Identification of Glycosylation As an Affected Pathway in iTTP

To identify pathways involved in iTTP, we searched the gene ontology database with the list of affected genes. The search immediately identified “immune response” to be the major affected pathway in iTTP patients (►Fig. 2B). We used R package clusterProfiler²⁹ for this analysis. This is not surprising, given that iTTP is an autoimmune disorder. However, more interestingly, we also identified the mutations in the genes involved in protein glycosylation, including the C-type lectin receptor signaling pathway and O-linked glycosylation or glycan processing in these patients (►Fig. 2B). A small number of patients also had mutations in the gene involved in cobalamin metabolic processing and the RIG-I signaling pathway (►Fig. 2B). As an alternative, we also performed GSEA of the affected gene sets using a sorted list of p-values from association analysis and REACTOME³² database (►Supplementary Table S2 and ►Supplementary Fig. S3, available in the online version). The result again identified O-glycosylation as an affected pathway thus bolstering our hypothesis that O-glycosylation plays a major role in the pathogenesis of iTTP (►Supplementary Fig. S3, available in the online version).

Gene-Based Kernel Association Analysis

To verify the involvement of ANKRD36C and MUCIN as revealed by the PLINK association analysis and to overcome lower statistical power of association analysis using a small sample size, we performed a gene-based association analysis using SKAT as implemented in R software package SKAT. The method combines a burden test with an association test to evaluate each gene, given a specific trait. We used only nonsynonymous, stop-gain, and stop-loss data in the analysis, using SKATBinary.SSD.All function as provided by the SKAT package (see the Methods section). To make the analysis more meaningful, we used the CADD score for each variant as custom weights (►Fig. 3 and ►Supplementary Table S3, available in the online version). There are 100 genes for which minimum achievable p-values were too small for calculation (“MAP” = 1; ►Supplementary Table S3, available in the online version). By considering only the raw p-values, the lowest p-values (10⁻⁶) were seen for the genes ANKRD36C and TAS2R19. However, the burden test must consider the abundance of the variant alleles for a particular gene in cases versus control as an indication of whether the gene is disease-associated. With a p-value cutoff 0.05 and sorted based on the total number of variant alleles in cases, we found MUCIN genes dominated the most significant positions, but more importantly, ANKRD36C also had the lowest p-value in the top three positions on the list (►Fig. 3 and ►Supplementary Table S3, available in the online version). These results support our hypothesis that ANKRD36C may play a very important role in the pathogenesis of iTTP.
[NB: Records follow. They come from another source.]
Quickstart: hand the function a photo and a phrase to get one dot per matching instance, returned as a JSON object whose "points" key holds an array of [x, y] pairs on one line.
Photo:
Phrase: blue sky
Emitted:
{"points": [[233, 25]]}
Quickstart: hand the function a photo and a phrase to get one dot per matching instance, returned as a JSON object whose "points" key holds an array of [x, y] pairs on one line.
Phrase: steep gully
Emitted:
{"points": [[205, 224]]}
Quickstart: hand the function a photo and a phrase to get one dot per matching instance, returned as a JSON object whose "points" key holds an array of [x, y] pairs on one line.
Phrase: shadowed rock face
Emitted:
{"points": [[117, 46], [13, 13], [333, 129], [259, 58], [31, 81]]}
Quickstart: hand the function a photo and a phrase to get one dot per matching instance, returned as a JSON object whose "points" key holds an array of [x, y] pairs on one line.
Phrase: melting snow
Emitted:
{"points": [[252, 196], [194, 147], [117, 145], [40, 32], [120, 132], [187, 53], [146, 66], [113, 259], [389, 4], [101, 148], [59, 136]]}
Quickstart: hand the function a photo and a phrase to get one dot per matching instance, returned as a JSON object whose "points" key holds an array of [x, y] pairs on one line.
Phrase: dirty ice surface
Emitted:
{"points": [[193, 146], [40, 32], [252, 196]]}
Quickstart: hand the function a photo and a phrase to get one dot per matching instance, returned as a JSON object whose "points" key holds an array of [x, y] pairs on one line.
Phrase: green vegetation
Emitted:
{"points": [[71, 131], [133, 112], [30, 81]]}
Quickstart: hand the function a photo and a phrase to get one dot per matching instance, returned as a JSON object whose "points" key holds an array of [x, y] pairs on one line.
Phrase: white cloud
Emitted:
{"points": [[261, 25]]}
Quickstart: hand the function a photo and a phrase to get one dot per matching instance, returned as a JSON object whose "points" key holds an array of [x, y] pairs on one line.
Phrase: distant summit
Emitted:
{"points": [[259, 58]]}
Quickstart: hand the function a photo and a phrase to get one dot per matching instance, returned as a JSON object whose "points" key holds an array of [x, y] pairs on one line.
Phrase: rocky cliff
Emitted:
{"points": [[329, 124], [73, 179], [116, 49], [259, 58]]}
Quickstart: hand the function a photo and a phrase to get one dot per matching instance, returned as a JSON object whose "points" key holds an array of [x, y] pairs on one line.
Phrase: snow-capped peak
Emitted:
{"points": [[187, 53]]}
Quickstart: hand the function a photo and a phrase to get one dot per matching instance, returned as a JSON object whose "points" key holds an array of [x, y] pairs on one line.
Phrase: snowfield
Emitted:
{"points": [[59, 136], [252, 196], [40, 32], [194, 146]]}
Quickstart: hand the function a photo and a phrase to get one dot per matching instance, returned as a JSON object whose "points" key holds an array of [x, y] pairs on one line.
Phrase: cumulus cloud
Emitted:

Fig. 3 — Quantile–quantile (Q–Q) plot demonstrating the most affected genes in iTTP. The analysis was done using R-package SKAT.⁵⁷ The expected p-values of genes on the x-axis were plotted against the observed p-values on the y-axis. Unadjusted and minimum achievable p-values (MAP) are shown in *gray* and *black*, respectively. Top significant genes based on MAP values are labeled. For descriptions of all the genes, please see ►Supplementary Table S3. iTTP, immune-mediated thrombotic thrombocytopenic purpura.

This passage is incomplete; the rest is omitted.